"La liturgie. Les ïambes et les trochées. La main de fonte"
Il est vrai que "Nous autres" est le précurseur de toutes les dystopies et romans d'anticipation.
Mais c'est bien plus que ça.
Zamiatine était mathématicien et ingénieur, ce qui rend ses propos crédibles, à la manière d'Isaac Asimov. Il a imaginé un état unique où tout est rationalisé à l'extrême. Un monde où l'harmonie est carrée et où la pensée logique est la seule valable. Un monde où une « table des heures » régit la moindre action de chaque numéro (individu).
Contrairement aux protagonistes de « 1984 » ou « Le meilleur des mondes », D-503 ne remets pas en question le régime, il l'adore. Il va nous écrire des notes, qui constitueront les chapitres du livre, pour nous en vanter les mérites, nous expliquer pourquoi son monde est parfait et comment il ne peut pas en être autrement.
Et il va le faire à sa manière, avec ses mots. Il le décrit tout en le rationalisant, en transposant toute chose en arithmétique. Double exercice de style, donc : l'homme du futur qui s'adresse au lecteur du passé, et son style froid et mathématique.
L'exploit littéraire est qu'en plus de créer un univers, Zamiatine nous immerge dedans sans nous donner d'élément identificateur.
Une ville totalement coupée de la nature par un grand mur, où tout est figure géométrique et fait de verre. Ainsi, la notion de vie privée n'existe pas puisque tout le monde se voit constamment. Tout est calculé pour qu'il n'y ait aucune liberté individuelle. La dissidence est considérée comme la plus grave des maladies. Toute personne croyant à la liberté individuelle et à l'amour n'est plus qu'une bête sauvage. Un numéro absolu gouverne les autres numéros. D-503 loue ce système conformiste qu'il estime parfait.
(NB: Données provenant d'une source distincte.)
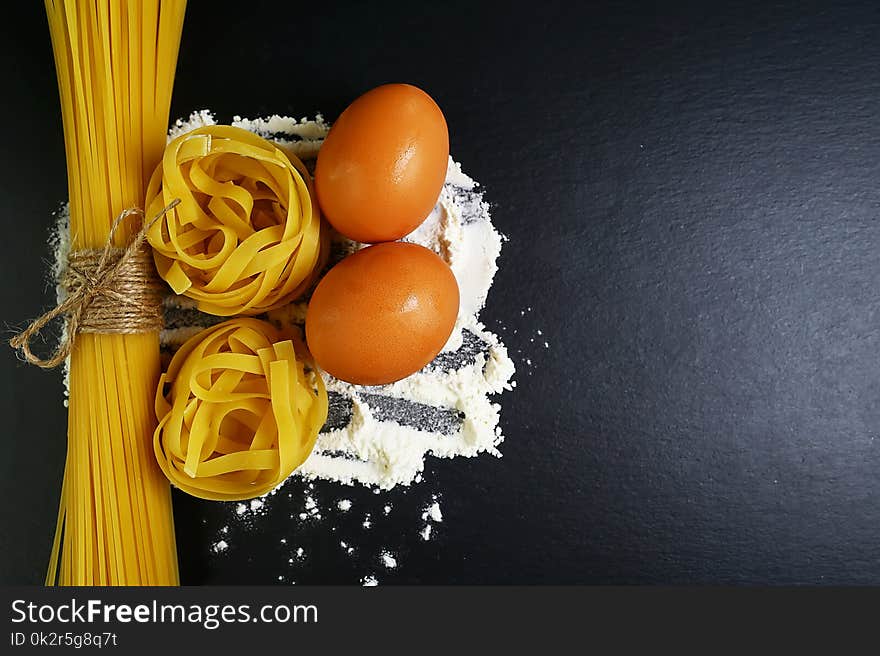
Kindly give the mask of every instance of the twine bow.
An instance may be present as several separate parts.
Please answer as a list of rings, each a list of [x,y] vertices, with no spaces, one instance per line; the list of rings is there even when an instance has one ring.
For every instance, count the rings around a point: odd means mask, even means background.
[[[143,248],[153,224],[176,207],[175,198],[141,229],[123,248],[113,246],[113,237],[130,216],[144,217],[139,208],[124,210],[113,221],[103,249],[75,251],[61,278],[67,297],[9,340],[29,363],[53,369],[67,359],[76,336],[92,333],[142,333],[162,327],[162,285],[153,269],[149,249]],[[31,341],[53,319],[66,315],[67,331],[55,351],[40,358],[31,351]]]

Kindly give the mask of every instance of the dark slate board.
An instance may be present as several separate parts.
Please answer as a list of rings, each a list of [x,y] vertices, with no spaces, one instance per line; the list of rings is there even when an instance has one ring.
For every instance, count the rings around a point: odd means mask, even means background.
[[[172,114],[332,120],[372,86],[419,84],[510,237],[484,314],[519,365],[504,458],[366,491],[395,504],[360,537],[398,540],[382,582],[880,583],[880,6],[380,4],[190,3]],[[19,13],[0,27],[15,324],[50,302],[67,195],[45,17]],[[37,582],[62,387],[3,357],[0,492],[26,502],[0,504],[0,580]],[[434,490],[444,523],[422,543]],[[211,559],[228,510],[175,511],[184,581],[277,582],[289,513]],[[299,583],[363,574],[326,526],[295,529],[315,554]]]

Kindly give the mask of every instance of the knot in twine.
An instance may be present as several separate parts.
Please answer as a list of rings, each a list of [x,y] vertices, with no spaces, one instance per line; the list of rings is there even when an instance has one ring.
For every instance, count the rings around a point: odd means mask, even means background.
[[[10,339],[10,346],[20,350],[29,363],[53,369],[70,355],[79,333],[133,334],[160,330],[163,286],[156,276],[145,240],[147,230],[179,202],[179,199],[172,200],[144,222],[125,248],[114,247],[113,236],[128,217],[143,218],[144,212],[139,208],[124,210],[116,217],[103,249],[70,253],[67,268],[59,280],[66,297]],[[67,316],[67,331],[58,347],[46,358],[35,355],[31,341],[60,316]]]

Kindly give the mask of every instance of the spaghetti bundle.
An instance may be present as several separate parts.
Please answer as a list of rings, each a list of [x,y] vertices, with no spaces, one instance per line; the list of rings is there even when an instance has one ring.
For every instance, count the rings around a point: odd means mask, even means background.
[[[159,381],[154,436],[174,485],[203,499],[250,499],[303,463],[327,419],[327,392],[294,342],[266,321],[239,318],[180,347]]]
[[[142,207],[165,147],[185,0],[46,0],[64,123],[71,250]],[[120,223],[124,246],[139,226]],[[83,332],[70,354],[68,453],[47,583],[173,585],[168,481],[150,449],[157,332]]]
[[[172,141],[147,189],[159,274],[209,314],[260,314],[301,296],[326,255],[311,177],[293,154],[241,128]]]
Il s'agit évidemment de dénoncer le communisme, le gouvernement, le contrôle absolu, l’aseptisation, la déshumanisation par la technologie et la science, en les poussant à leur paroxysme ; mais il n'y a pas que cela qui dérange. Ce qui perturbe est que le personnage à l'air aussi heureux que nous pouvons l'être aujourd'hui. La manipulation qu'il subit semble le rendre pleinement satisfait. C'est effrayant.
La question posée est la suivante : est-on plus heureux en étant libre mais inadapté, ou en étant lobotomisé et asservi ?
Bien sûr l'histoire ne se limite pas à ça. Déconnecté de ses émotions, D-503 va en être la victime lorsqu'il tombe amoureux d'une résistante. Il va alors souffrir de se croire malade, car il se préoccupe de lui-même, et « La conscience personnelle est une maladie ».
Plus que de faire passer un message à travers l'exagération, l'auteur crée un petit bijou de SF terriblement humain. Le plus appréciable reste sans doute la fin. Pessimiste, mais pas fataliste, l'écrivain laisse entendre que, même dans le pire des cas, les choses pourront toujours évoluer.
Ce qui n'est pas de mise avec « 1984 » ou « Le meilleur des mondes », qui insinuent que le système est immuable.
Incontournable pour tout amateur de dystopie, ce livre pose les fondations du genre, tout en gardant une stylistique unique qu'on ne retrouvera nulle part ailleurs.
Zamiatine était un véritable prophète. Écrit à la suite de la révolution d'octobre, mais avant que commence le règne totalitaire de Staline, il avait brillamment prédit les failles du communisme. Même si à l'époque le pays n'était pas encore complètement censuré, l'ouvrage ne fut pas publié.